The daily prompt asked for a story based on the possibility of a door to anywhere, a time machine of some other gadget. I didn’t know that it would make me write this but it has. The story below is an un-edited idea for a children’s book. It is just an idea so there are holes, but you’ll get the general gist of it.
Willow hated her name, ever since she’d realised that it was a tree. “Yes,” she’d asked Mum. “But what tree?”
“A willow, silly.”
“What does it look like?” Her Mum had looked at her then as if she were strange.
“The one with branches that droop. Does the school not teach you about trees?”
Willow shrugged. “Maybe. I think we were shown pictures once.”
Her Mum shook her head and mumbled something about living in a city. In truth though Willow loved living in the city. She had been able to walk home since she was ten and she knew all the ways to get back. There were ten. She could go through the gardens or cut through the disused building site, and yesterday she had found an alley that could be another way. She just needed to explore. It was at the back of the school, down an alley that none of the children used, mainly because the entrance could hardly be seen. It was flanked by two trees, their branches sweeping the ground.
Yesterday Bret had screamed at Willow. “Oi! Tree Girl, don’t go down there… It’s haunted!”
He’d then run off laughing. Which is why Willow had asked her mother what tree she was named after. Why else had Bret called her tree-girl.
“Why the Willow?” she’d asked.
“It was on a show once.”
But her Mum had gone into the pantry looking for something for dinner and there was no way she would answer, not when she was distracted. Willow wandered out of the kitchen and into the dining room. She knew that her Dad was in because of the thump of music. The twang of county western made her smile. Every holiday the compilation CD would go on and they would have to listen to Dolly Parton and Dr Hook. They all moaned, but secretly Willow liked the music, it reminded her of home.
He looked over his paper at her.
“Do you mind if I go play?”
“What did Mum say?”
“She’s in the pantry,” Willow said trying to look innocent and needy. She’s found that people let her get away with all sorts if she gave the puppy look.
Dad frowned and then nodded. “Only an hour.”
Willow grinned and then ran out. Past the pantry she heard her mum yell, “Where are you going?”
She yelled from the garden, “Out”.
Mum watched her leave the garden and hoped that she was going to meet someone. Willow was a great kid but she didn’t have any real friends. Perhaps this meant she was making new ones.
Running past the playground at the bottom of the street, Willow would have been able to tell her Mum that it wasn’t. She got on with the kids in school, but they never seemed to want her to meet them after. She’d hang around as they talked, laughing in the right places, but they never included her and if she said anything they would all look at her as if they hadn’t realised that she was there until that moment.
No, Willow wanted to see where that alley went. Luckily she only lived ten minutes away.
Willow stood in front of the trees. “I’m named after you,” she told them. They didn’t say anything but she felt a little braver, as if talking had shown her that there was no need to be scared.
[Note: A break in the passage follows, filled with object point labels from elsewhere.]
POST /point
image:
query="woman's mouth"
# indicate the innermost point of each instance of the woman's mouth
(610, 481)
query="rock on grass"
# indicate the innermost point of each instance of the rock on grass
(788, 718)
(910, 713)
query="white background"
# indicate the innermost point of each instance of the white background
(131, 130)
Pushing past the branches she stepped into the cool dark. The trees made a sort of dark house in the middle and as Willow walked through it she decided to remember. That way she could spend her lunch time here, reading. Willow loved to read. Pushing past another wall of branches she came out on an alley. It was squeezed between two buildings and she had to twist slightly to stop her shoulders from rubbing the brick. At the end she could see a light.
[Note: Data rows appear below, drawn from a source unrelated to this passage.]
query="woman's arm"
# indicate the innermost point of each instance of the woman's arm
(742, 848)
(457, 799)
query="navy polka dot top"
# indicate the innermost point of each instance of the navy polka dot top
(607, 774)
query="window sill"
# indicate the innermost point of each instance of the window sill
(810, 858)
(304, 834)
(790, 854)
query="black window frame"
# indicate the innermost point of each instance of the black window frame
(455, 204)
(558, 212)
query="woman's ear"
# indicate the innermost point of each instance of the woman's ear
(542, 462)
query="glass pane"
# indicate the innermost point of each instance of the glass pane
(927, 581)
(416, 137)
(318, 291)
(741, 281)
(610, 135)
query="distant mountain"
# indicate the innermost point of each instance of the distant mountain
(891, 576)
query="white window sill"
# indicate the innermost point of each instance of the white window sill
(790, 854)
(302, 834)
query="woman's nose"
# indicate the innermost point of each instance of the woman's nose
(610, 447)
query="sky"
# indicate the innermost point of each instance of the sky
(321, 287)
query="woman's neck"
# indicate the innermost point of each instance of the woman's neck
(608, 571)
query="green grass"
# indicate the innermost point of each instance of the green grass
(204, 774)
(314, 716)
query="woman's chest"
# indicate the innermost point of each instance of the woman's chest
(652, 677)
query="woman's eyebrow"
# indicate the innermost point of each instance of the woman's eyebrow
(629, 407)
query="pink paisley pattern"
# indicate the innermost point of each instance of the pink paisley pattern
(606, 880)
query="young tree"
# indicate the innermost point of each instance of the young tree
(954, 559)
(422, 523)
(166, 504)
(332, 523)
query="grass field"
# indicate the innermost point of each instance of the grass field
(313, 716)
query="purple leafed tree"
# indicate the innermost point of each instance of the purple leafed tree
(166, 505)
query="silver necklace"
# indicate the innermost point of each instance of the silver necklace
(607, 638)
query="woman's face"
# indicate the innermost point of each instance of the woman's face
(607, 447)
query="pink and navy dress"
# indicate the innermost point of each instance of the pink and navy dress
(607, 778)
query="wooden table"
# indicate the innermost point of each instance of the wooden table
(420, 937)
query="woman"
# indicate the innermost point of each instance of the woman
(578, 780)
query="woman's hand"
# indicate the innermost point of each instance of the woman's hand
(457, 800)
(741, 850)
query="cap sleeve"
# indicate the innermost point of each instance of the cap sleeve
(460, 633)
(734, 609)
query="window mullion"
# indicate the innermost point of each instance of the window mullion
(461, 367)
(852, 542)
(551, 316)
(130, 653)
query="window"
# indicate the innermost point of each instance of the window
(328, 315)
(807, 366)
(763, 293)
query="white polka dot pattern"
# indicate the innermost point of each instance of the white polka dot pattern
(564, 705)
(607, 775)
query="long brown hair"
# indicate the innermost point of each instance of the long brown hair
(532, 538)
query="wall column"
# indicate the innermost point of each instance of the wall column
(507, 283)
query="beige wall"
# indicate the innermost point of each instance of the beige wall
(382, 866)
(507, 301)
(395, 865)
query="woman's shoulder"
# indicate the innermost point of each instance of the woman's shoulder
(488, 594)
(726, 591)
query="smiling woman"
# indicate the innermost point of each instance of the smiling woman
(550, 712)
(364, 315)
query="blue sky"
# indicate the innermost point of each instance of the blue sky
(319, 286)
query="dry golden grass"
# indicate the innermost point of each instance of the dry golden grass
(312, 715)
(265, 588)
Willow’s pace quickened. She told herself that it was because the shadowy alley made her feel cold, but the truth was that she felt a little scared. Maybe it was because she could hear anything, not even the birds, and it was really creepy.
She burst out into an opening and stopped. There in front of her was a shop. It looked old. There was nothing else and there was no way out except the alley she had come down. Above the big picture window was a sign. The lettering was mostly missing but Willow could make out a few letters.
MA EM UM
Willow stared but couldn’t see what it said. It made no sense. She did notice that the door was slightly open and the sign said agored.
“That means open,” Willow told herself, and as if in answer the door opened a little wider. Maybe she ought to have been run away but instead she found herself stepping into the shop. Except it wasn’t a shop. It looked more like a corridor. A corridor full of doors.
This story is copyrighted to Kate Murray 2014.